To achieve this technological feat, Wan and his team changed how the film was shot. Shooting underwater sequences in the original film, filmmakers relied upon bluescreen stages and harnessed actors held aloft by “tuning fork” framing. Though final results proved impressive, the method was uncomfortable for the cast and limited Wan’s camera position and moves.

For Aquaman and the Lost Kingdom, the VFX team used a whole new approach to liberate both the cast and the camera. Utilizing Eyeline Studio—brand-new, groundbreaking technology—Wan and his team were able to create a 360-degree aquatic world. The Eyeline Studio utilizes a specially-created circular booth with 136 cameras in fixed positions—from foot level to above the head—encircling the actor. The actor performs in the center of the booth in full costume, wearing a headband of sensors that will enable the creation of their hair flowing underwater by VFX. The booth is just large enough to bring in a mechanical horse, to capture the cast riding various VFX sea creatures.
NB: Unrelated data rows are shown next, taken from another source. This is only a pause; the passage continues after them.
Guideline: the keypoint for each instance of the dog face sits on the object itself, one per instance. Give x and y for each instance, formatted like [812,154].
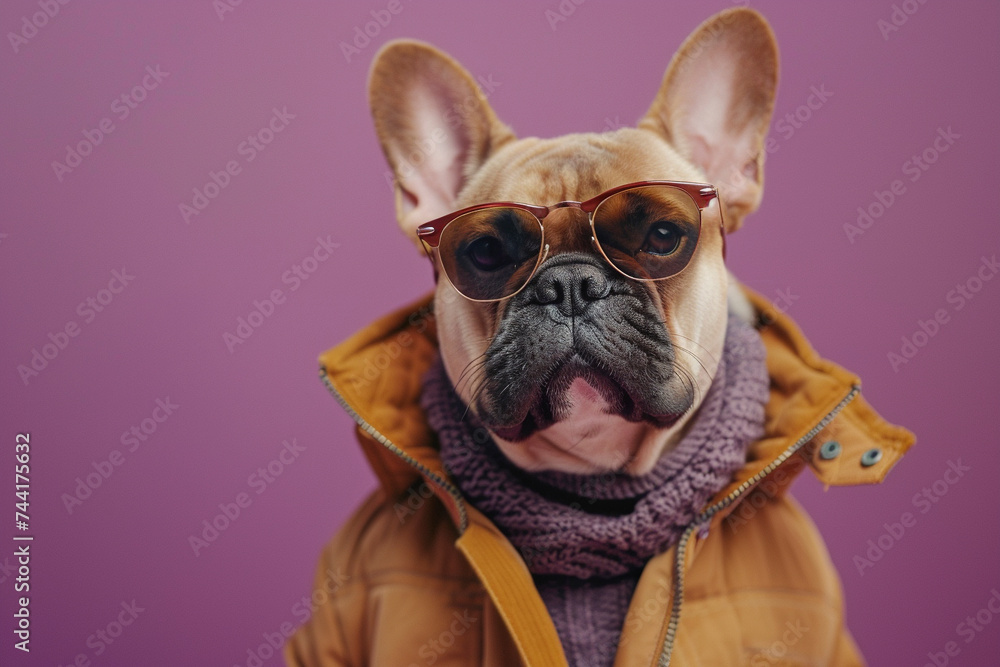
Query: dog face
[585,369]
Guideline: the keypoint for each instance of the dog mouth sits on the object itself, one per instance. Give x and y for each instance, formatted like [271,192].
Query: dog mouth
[573,385]
[591,352]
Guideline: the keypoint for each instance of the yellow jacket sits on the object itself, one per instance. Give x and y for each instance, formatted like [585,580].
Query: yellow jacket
[419,577]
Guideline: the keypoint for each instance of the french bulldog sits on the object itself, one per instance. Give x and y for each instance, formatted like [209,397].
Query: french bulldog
[583,340]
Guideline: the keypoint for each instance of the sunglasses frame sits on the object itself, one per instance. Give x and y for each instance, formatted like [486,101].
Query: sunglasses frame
[702,194]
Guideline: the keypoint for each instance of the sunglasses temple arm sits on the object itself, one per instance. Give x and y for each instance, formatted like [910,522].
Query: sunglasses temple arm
[427,251]
[722,227]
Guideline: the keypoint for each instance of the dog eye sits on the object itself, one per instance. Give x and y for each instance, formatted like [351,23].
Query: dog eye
[487,253]
[663,238]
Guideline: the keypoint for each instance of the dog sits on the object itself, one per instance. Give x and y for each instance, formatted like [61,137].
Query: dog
[580,313]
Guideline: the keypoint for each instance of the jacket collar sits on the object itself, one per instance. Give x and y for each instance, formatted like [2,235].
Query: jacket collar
[376,376]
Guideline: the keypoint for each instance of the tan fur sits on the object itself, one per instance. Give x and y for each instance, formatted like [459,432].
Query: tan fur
[706,124]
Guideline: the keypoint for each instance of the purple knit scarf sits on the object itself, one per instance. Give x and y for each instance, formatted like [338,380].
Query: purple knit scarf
[608,525]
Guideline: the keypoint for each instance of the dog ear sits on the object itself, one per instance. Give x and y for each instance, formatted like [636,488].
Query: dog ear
[435,127]
[714,105]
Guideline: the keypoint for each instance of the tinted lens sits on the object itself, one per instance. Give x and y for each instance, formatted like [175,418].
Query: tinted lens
[648,232]
[491,254]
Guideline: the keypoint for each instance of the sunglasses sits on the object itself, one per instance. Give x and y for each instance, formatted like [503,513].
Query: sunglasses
[647,230]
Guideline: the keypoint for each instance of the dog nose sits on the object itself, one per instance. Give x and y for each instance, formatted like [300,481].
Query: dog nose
[571,287]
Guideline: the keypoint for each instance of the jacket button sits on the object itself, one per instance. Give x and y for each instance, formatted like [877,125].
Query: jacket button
[829,450]
[871,457]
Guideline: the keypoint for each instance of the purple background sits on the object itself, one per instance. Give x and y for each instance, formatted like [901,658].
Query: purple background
[162,336]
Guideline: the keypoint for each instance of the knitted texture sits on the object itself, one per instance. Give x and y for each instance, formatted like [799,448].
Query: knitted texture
[608,524]
[585,538]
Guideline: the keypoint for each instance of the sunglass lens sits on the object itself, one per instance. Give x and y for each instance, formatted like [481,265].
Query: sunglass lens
[648,232]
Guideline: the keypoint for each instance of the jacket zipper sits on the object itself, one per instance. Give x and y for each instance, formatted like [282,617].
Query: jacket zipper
[446,486]
[703,519]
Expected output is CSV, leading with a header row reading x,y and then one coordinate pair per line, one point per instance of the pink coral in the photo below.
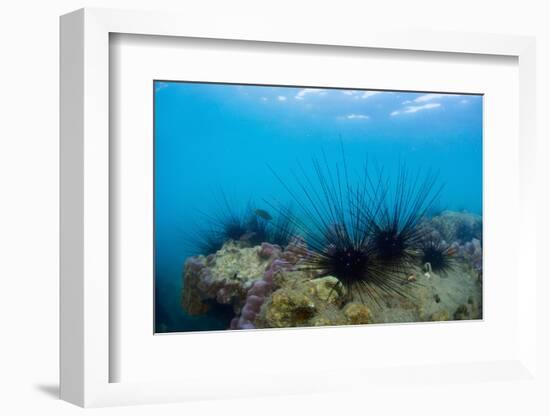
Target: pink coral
x,y
257,294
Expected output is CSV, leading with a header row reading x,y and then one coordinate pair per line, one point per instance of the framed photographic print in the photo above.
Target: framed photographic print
x,y
266,198
248,204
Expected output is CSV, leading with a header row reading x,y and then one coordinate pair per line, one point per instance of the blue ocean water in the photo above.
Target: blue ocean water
x,y
219,139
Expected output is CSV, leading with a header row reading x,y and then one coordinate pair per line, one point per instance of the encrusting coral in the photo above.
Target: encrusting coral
x,y
267,288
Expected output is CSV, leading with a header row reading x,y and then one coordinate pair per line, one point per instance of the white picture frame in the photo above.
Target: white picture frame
x,y
85,206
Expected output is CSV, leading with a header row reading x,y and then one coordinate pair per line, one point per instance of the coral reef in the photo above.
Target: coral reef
x,y
225,277
266,287
454,226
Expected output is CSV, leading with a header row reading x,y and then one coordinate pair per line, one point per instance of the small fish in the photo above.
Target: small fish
x,y
263,214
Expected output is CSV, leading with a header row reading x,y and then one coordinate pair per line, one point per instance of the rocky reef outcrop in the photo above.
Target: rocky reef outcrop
x,y
266,287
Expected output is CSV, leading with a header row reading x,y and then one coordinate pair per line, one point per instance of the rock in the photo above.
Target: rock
x,y
288,308
327,289
461,313
457,226
442,315
357,313
224,277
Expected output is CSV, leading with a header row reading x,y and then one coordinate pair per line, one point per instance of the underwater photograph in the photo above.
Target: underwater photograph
x,y
285,206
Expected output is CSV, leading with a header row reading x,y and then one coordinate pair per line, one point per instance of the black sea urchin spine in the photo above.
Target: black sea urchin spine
x,y
393,226
333,211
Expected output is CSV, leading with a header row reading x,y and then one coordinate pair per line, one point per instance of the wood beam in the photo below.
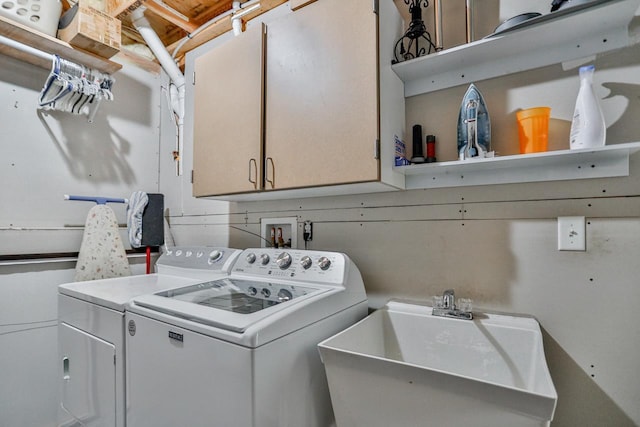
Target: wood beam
x,y
222,26
165,13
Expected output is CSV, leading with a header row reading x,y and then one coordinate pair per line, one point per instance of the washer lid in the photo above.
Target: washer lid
x,y
231,304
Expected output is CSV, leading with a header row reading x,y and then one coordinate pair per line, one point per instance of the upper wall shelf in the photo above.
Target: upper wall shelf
x,y
44,42
605,162
569,34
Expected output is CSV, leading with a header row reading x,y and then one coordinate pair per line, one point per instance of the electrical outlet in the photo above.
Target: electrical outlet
x,y
572,233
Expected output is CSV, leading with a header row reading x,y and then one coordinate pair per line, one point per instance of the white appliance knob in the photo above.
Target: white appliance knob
x,y
214,256
284,295
284,260
324,263
306,262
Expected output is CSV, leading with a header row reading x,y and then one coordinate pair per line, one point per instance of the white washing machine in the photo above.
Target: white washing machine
x,y
91,332
242,351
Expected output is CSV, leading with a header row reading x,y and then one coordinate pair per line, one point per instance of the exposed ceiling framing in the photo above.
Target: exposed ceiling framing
x,y
175,20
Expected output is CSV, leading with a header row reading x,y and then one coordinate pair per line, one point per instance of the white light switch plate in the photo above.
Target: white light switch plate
x,y
572,233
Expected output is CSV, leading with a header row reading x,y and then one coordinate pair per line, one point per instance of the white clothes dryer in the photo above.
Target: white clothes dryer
x,y
242,351
91,332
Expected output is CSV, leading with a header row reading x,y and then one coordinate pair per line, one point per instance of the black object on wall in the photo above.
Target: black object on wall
x,y
153,221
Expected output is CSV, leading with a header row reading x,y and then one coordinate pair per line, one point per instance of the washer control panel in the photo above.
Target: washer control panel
x,y
316,266
198,257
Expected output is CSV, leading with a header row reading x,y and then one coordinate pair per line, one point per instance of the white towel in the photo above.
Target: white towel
x,y
102,253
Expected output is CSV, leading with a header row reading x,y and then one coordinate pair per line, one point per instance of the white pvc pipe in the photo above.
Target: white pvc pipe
x,y
236,22
171,68
141,24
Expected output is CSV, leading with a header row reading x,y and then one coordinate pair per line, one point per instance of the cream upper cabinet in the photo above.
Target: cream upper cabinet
x,y
228,117
307,106
322,96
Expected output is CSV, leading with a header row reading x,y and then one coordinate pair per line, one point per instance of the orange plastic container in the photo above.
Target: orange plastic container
x,y
533,129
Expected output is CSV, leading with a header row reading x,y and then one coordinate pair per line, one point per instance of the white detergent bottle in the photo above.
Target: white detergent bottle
x,y
588,129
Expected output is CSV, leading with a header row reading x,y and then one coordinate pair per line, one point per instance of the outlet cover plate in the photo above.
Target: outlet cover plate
x,y
572,233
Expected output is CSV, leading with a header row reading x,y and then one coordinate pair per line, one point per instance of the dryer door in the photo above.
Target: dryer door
x,y
88,377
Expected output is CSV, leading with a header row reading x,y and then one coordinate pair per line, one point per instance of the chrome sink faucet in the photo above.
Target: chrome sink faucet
x,y
445,306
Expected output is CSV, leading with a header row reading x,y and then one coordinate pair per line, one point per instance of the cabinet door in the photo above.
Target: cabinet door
x,y
228,116
322,96
88,378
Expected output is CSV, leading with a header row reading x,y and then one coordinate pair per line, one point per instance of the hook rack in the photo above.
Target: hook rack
x,y
74,88
97,199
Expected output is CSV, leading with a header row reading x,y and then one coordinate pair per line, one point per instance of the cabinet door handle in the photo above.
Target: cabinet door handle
x,y
255,169
273,172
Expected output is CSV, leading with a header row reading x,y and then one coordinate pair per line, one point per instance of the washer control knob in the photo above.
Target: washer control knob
x,y
214,256
306,262
324,263
284,295
284,260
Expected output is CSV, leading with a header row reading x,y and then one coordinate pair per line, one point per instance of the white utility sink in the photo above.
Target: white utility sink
x,y
401,366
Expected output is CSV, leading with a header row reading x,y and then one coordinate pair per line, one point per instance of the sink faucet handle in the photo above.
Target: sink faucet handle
x,y
465,305
449,299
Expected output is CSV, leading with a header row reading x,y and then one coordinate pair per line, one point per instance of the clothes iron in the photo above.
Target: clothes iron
x,y
474,126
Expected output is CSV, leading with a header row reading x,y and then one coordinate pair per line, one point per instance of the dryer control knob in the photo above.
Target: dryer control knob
x,y
284,260
306,262
284,295
214,256
324,263
264,259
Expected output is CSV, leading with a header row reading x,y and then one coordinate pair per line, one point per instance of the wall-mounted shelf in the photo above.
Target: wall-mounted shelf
x,y
43,42
565,35
608,161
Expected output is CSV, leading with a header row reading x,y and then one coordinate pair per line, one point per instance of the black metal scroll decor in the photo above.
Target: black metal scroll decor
x,y
416,41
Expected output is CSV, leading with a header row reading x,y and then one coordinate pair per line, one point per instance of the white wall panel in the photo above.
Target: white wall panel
x,y
49,154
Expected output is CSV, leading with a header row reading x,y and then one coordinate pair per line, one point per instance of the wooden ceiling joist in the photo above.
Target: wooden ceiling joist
x,y
222,26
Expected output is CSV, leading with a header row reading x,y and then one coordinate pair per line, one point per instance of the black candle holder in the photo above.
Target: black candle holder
x,y
416,41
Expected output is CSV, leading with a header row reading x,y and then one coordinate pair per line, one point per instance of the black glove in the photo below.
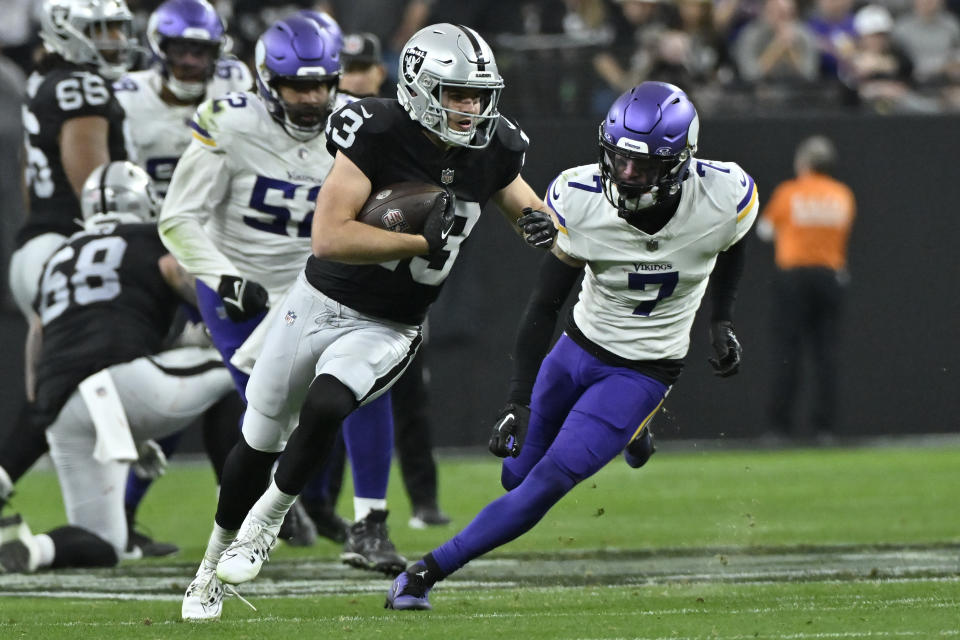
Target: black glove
x,y
538,229
509,430
440,221
727,348
242,298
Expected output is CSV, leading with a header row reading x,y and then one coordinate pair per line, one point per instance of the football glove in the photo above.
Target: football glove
x,y
538,228
152,462
242,299
509,430
727,348
439,222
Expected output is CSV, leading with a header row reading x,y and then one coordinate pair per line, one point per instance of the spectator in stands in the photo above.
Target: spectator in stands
x,y
931,37
631,56
878,74
809,218
832,22
777,46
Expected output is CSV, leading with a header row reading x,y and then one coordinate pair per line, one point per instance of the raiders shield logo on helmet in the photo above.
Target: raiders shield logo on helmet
x,y
412,61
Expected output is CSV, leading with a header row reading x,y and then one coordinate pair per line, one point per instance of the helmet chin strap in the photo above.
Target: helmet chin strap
x,y
185,90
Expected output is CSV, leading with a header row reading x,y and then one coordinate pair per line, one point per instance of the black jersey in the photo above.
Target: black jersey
x,y
102,301
389,147
61,93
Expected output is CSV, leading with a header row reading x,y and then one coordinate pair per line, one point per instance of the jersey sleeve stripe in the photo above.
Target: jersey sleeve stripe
x,y
750,206
550,203
749,197
202,135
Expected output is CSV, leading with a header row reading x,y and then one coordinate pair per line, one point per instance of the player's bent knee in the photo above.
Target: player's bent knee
x,y
264,433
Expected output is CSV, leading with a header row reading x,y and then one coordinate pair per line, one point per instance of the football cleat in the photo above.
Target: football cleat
x,y
639,450
368,546
204,597
408,592
19,552
243,559
431,516
298,529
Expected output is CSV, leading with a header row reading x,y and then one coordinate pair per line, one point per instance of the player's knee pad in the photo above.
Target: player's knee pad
x,y
264,433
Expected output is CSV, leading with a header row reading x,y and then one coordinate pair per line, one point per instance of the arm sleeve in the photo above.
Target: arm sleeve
x,y
725,280
199,182
537,324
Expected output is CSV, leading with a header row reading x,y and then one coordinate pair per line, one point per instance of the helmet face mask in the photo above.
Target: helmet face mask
x,y
118,192
97,33
186,37
441,65
297,53
647,142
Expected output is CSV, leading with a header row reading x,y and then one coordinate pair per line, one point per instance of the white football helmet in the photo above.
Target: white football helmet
x,y
444,56
78,31
118,191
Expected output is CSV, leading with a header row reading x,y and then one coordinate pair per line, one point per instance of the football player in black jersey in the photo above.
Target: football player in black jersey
x,y
352,322
106,301
72,124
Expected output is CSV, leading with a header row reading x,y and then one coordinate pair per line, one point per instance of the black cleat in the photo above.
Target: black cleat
x,y
639,450
368,546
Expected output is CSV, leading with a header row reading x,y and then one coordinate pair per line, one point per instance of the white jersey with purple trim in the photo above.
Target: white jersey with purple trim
x,y
157,133
641,291
242,197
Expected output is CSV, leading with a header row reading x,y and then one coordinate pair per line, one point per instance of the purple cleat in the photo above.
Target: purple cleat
x,y
409,592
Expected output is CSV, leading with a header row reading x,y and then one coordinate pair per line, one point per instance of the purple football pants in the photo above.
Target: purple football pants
x,y
582,414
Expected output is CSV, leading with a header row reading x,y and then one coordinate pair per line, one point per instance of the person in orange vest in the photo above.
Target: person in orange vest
x,y
809,219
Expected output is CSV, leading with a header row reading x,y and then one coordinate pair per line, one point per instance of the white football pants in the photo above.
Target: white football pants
x,y
161,395
312,335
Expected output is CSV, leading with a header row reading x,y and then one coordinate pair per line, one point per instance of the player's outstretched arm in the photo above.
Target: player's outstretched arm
x,y
533,220
557,276
337,235
724,282
83,148
198,185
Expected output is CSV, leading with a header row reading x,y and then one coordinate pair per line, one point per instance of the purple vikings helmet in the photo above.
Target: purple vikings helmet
x,y
297,50
647,141
326,21
188,26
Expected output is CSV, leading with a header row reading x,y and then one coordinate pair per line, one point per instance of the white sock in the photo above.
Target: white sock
x,y
219,540
6,484
46,552
363,506
273,505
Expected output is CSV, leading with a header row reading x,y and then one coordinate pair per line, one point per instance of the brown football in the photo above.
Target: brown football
x,y
401,207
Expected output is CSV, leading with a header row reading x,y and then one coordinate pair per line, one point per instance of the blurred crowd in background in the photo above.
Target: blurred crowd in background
x,y
572,57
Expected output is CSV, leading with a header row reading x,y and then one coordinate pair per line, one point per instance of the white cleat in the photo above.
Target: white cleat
x,y
242,560
204,597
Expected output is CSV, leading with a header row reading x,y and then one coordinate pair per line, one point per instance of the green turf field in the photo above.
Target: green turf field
x,y
793,544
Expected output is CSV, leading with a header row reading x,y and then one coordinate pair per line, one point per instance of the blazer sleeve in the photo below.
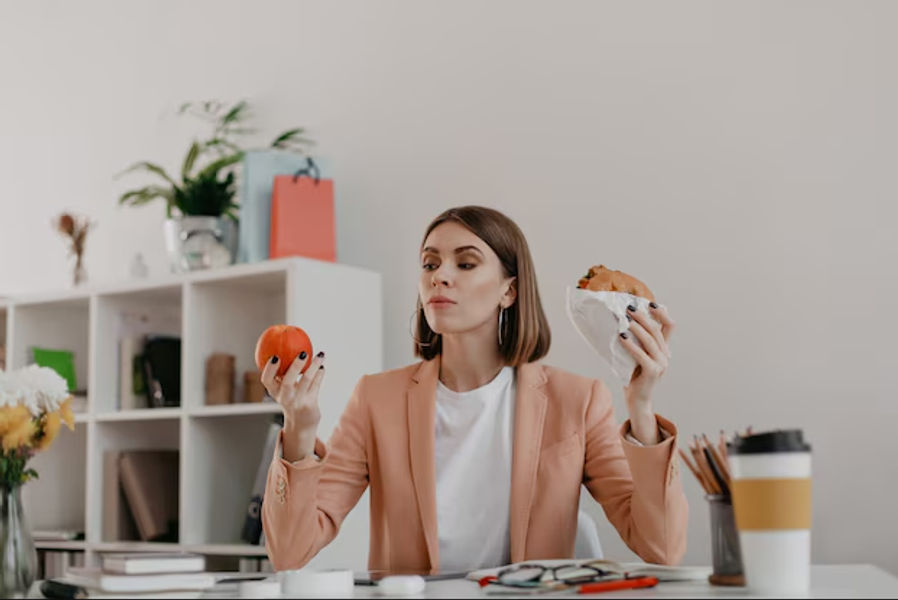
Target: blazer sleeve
x,y
639,487
306,501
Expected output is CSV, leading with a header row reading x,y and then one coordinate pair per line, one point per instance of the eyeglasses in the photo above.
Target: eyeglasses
x,y
536,575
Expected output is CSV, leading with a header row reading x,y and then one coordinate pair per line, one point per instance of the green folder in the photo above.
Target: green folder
x,y
61,361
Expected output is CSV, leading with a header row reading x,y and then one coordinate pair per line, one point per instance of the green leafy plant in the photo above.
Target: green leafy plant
x,y
206,184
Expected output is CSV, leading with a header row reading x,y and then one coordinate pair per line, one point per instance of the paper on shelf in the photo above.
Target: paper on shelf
x,y
599,318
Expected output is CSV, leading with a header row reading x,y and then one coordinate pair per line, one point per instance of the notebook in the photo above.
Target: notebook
x,y
133,563
92,577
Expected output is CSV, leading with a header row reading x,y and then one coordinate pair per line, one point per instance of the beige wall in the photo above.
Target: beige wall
x,y
739,157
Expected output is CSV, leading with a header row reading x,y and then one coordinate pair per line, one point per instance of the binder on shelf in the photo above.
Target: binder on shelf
x,y
252,523
150,481
162,369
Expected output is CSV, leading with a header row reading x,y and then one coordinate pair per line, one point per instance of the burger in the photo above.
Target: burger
x,y
602,279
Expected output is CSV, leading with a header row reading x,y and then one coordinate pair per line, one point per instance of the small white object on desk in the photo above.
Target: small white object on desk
x,y
308,583
401,585
267,588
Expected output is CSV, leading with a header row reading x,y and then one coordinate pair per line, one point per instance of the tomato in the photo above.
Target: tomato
x,y
286,342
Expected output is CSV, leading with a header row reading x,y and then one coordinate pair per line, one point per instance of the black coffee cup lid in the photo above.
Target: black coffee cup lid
x,y
782,440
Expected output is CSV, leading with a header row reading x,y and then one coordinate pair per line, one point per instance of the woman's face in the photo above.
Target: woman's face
x,y
462,283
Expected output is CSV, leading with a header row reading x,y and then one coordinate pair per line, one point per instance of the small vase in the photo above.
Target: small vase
x,y
18,560
80,274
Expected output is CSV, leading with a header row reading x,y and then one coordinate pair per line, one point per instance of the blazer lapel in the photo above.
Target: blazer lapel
x,y
421,397
529,415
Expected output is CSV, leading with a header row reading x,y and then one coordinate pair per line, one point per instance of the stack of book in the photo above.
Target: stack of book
x,y
181,575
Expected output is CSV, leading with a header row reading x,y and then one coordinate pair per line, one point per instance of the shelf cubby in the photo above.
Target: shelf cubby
x,y
220,447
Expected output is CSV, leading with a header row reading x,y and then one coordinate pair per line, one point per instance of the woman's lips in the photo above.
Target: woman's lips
x,y
441,303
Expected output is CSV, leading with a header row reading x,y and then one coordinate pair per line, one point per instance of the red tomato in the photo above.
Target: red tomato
x,y
285,342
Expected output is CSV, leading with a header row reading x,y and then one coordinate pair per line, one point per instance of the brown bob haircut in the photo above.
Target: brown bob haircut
x,y
526,336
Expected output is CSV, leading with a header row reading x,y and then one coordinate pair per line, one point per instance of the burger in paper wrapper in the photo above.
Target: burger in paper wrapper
x,y
598,309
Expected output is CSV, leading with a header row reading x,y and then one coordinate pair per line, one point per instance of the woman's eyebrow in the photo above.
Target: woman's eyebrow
x,y
458,250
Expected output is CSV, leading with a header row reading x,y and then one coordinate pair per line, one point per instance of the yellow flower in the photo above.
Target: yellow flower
x,y
65,411
12,416
51,423
20,432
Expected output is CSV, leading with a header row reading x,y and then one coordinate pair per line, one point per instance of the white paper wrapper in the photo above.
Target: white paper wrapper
x,y
600,317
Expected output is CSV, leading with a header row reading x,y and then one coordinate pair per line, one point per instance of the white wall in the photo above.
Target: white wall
x,y
738,157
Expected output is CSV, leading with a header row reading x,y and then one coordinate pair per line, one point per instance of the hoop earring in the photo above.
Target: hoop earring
x,y
501,323
411,331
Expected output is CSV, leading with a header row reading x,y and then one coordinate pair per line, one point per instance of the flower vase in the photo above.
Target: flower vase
x,y
80,274
19,560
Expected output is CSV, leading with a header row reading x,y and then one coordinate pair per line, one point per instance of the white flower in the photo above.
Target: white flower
x,y
41,389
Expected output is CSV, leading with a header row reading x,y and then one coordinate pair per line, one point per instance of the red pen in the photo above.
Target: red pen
x,y
620,584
Inside the booth, the actor can see a 360-degree plasma wall displaying the visuals for the scene. Outside the booth, fellow cast members perform to cameras that capture their facial performance and superimpose them on their corresponding avatars on the plasma screens inside the booth. The new method allowed the actors to be free in their movements and to react to each other’s performances—it also allowed Wan complete freedom of camera position during the VFX post-production process.

The footage captured from the Eyeline sessions was then combined with scenes filmed on bluescreen and painstakingly knitted together with VFX-created avatars, sets and sea creatures. The final result? Atlanna and Mera sit astride sharks and Arthur is saddled on his giant seahorse, Storm, all while battling Black Manta in the heart of Atlantis, through areas never seen onscreen before: the bustling residential quarter, the “Times Square” of Atlantis and down into the depths of the city’s ancient storage.

“Technology grew tremendously between the first movie and by the time we shot the second. It didn’t make it easier but with anything new, there’s that teething period and it comes with its own new set of issues. Everything is a process. I wish film making was easy. It’s never easy, it doesn’t become easier] matter what level of films you make. Whether you’re making a low budget film or a big budget movie, it’s never that straightforward.”